И отключилась. Вот поганка! Ничего, я ей попозже лекцию о вреде алкоголя зачитаю. Никуда от меня не денется. Я доплелась до ванной, привела себя в порядок. Изучила свою заспанную моську с россыпью веснушек и синяками под ярко-зелёными глазами.

И уже через пятнадцать минут стояла в коридоре перед зеркалом, поправляя ворот свитера. Надела сапоги, накинула на плечи пальто и, схватив ключи с тумбочки, распахнула дверь квартиры.

Та встретилась с неожиданным препятствием. До меня донеслась отборная брань. Та самая, мифическая, от которой вянут уши.

— Ну, простите! — не выдержала я и выглянула на лестничную площадку. — Внимательнее надо быть!

Поток бранных слов прекратился.
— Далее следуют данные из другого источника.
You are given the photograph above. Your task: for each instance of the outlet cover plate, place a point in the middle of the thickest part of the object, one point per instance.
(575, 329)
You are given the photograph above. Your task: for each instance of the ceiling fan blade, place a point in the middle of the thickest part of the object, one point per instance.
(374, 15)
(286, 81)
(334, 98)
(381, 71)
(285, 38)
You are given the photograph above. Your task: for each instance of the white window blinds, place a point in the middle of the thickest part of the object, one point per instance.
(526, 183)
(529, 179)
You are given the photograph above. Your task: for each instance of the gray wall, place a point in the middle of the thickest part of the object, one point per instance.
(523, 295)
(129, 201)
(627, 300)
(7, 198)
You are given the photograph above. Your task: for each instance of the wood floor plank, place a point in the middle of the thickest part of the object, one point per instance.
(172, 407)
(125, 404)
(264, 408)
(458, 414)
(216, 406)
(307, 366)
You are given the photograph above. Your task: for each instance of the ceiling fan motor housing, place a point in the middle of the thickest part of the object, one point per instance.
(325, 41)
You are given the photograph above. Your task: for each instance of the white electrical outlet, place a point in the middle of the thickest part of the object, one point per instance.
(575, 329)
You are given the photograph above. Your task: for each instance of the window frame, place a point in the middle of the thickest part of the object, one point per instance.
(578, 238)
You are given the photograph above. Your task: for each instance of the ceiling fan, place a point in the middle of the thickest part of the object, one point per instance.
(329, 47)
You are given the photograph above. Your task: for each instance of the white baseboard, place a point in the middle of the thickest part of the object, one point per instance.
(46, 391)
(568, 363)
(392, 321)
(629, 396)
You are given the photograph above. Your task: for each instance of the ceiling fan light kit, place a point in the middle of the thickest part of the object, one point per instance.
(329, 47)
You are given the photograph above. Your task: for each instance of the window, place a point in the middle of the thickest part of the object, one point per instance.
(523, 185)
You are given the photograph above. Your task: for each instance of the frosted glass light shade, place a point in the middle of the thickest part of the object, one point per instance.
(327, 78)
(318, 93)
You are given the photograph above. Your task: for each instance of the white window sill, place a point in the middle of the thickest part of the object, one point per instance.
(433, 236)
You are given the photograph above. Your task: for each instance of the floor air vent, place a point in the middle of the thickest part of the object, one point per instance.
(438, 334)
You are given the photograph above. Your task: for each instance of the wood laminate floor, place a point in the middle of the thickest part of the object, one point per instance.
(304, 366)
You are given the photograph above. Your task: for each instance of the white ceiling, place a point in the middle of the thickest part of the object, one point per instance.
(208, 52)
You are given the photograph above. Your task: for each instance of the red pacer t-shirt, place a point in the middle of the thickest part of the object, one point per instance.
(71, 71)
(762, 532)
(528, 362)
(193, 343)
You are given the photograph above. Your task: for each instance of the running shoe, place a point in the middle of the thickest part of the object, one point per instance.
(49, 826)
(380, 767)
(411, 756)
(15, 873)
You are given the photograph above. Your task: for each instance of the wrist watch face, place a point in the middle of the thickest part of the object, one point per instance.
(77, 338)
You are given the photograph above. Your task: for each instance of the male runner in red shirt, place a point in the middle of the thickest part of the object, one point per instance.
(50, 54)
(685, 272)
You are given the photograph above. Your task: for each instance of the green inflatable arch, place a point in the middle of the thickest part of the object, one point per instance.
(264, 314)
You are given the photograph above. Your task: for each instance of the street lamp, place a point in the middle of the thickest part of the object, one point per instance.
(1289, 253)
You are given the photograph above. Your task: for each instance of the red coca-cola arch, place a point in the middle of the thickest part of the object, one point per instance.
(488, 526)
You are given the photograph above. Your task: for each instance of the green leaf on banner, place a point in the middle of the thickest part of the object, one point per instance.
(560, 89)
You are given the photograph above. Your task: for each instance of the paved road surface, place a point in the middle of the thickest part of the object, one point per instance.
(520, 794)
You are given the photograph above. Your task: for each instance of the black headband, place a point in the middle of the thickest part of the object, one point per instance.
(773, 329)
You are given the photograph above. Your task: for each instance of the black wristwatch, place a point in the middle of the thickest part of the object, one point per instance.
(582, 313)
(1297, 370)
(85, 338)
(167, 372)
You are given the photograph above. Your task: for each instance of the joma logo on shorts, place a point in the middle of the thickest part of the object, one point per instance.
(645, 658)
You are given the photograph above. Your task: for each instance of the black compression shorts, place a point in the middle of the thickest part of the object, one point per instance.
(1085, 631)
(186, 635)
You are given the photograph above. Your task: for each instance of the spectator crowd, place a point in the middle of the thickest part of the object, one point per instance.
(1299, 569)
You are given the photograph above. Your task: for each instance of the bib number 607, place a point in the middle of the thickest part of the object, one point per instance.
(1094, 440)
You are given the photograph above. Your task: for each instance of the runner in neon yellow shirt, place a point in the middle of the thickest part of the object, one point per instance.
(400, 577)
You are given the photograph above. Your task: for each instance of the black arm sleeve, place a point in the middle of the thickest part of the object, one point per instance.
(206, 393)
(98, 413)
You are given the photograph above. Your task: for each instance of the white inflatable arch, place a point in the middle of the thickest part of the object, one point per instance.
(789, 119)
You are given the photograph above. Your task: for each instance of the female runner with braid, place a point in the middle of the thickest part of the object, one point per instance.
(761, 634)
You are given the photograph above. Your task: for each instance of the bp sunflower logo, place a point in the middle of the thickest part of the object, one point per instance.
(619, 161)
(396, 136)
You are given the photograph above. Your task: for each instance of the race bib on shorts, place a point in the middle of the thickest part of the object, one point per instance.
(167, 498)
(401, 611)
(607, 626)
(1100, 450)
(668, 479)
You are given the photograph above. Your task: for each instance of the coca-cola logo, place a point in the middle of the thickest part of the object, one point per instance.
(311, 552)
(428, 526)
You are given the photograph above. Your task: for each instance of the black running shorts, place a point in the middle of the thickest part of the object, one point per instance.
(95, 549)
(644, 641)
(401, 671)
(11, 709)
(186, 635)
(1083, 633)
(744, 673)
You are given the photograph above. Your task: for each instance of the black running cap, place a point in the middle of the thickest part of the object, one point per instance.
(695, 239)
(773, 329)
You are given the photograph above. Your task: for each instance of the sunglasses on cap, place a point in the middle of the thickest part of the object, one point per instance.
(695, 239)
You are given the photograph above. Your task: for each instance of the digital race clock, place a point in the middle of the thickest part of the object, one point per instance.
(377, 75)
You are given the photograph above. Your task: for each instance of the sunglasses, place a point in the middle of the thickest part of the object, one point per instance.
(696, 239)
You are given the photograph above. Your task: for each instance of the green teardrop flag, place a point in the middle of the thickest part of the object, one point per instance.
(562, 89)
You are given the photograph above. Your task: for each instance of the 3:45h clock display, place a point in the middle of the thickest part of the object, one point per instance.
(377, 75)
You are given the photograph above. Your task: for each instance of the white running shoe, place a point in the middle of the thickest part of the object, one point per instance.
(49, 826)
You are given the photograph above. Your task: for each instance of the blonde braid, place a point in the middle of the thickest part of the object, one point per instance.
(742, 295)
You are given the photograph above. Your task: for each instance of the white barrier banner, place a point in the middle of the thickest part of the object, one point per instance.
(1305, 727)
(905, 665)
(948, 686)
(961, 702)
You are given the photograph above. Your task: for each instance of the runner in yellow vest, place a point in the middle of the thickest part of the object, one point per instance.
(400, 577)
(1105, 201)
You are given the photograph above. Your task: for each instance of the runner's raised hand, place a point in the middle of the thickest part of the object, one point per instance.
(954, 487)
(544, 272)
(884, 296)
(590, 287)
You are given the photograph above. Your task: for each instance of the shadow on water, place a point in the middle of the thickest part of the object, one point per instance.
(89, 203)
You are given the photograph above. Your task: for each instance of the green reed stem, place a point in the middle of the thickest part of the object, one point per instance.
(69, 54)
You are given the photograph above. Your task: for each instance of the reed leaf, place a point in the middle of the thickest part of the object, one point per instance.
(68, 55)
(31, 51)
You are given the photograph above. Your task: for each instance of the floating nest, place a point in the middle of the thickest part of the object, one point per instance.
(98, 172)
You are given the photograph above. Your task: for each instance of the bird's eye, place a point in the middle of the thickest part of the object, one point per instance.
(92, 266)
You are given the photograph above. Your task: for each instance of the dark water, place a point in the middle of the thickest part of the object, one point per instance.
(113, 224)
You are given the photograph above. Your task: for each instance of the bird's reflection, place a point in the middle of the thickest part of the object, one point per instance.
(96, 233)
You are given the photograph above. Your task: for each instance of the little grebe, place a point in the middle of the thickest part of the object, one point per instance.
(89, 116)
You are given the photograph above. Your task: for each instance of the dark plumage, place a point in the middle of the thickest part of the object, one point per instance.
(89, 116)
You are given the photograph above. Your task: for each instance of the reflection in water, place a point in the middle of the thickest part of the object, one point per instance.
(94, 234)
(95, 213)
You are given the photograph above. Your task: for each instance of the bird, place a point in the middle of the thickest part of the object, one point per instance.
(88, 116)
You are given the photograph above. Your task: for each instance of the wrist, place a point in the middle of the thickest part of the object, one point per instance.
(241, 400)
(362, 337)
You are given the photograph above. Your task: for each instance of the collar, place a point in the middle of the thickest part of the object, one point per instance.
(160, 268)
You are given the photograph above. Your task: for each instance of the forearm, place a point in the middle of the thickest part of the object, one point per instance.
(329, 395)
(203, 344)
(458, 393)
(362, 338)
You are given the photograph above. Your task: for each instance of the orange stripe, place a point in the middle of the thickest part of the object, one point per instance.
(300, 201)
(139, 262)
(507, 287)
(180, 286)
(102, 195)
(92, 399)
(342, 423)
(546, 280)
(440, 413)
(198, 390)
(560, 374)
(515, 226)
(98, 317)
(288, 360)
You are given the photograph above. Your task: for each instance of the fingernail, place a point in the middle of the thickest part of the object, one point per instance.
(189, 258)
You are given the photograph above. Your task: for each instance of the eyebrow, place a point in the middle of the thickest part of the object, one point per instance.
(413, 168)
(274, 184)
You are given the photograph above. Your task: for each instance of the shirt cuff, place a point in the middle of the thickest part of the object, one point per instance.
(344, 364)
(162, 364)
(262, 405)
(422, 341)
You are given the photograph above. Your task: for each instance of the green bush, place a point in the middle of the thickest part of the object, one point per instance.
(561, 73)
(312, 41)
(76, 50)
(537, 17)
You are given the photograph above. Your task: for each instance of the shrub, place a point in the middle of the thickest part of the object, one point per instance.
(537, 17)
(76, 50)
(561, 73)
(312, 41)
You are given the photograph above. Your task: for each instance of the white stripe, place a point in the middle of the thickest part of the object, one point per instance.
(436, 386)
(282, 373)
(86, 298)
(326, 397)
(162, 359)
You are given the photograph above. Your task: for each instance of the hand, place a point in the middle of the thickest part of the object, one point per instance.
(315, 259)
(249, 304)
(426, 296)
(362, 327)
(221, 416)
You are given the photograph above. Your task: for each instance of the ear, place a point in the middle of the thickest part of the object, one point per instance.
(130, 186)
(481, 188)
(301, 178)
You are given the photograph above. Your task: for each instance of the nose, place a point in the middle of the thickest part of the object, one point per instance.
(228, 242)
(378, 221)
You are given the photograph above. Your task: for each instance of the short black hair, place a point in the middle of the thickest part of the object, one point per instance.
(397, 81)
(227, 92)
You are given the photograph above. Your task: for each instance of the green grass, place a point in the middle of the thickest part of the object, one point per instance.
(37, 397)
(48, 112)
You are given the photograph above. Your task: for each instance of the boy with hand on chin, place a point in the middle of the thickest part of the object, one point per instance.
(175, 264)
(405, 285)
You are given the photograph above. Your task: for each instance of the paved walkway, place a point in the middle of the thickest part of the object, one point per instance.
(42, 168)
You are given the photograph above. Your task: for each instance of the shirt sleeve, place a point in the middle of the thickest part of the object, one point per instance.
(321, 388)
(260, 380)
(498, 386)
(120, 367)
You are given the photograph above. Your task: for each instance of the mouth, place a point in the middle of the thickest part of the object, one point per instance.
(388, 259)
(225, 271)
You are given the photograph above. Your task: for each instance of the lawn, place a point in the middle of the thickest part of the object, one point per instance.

На меня с высоты почти двух метров уставились два чёрных глаза. Почему-то от пристального внимательного взгляда стало жарко. Пытаясь прогнать это странное чувство, я решительно сделала шаг из квартиры и захлопнула дверь. По всему подъезду разнеслось эхо. Я отвернулась от странного незнакомца, почему-то прижимающего ладонь ко лбу.

— Алисия Миронова? — нарушил тишину низкий хрипловатый голос, когда я достала из кармана ключи.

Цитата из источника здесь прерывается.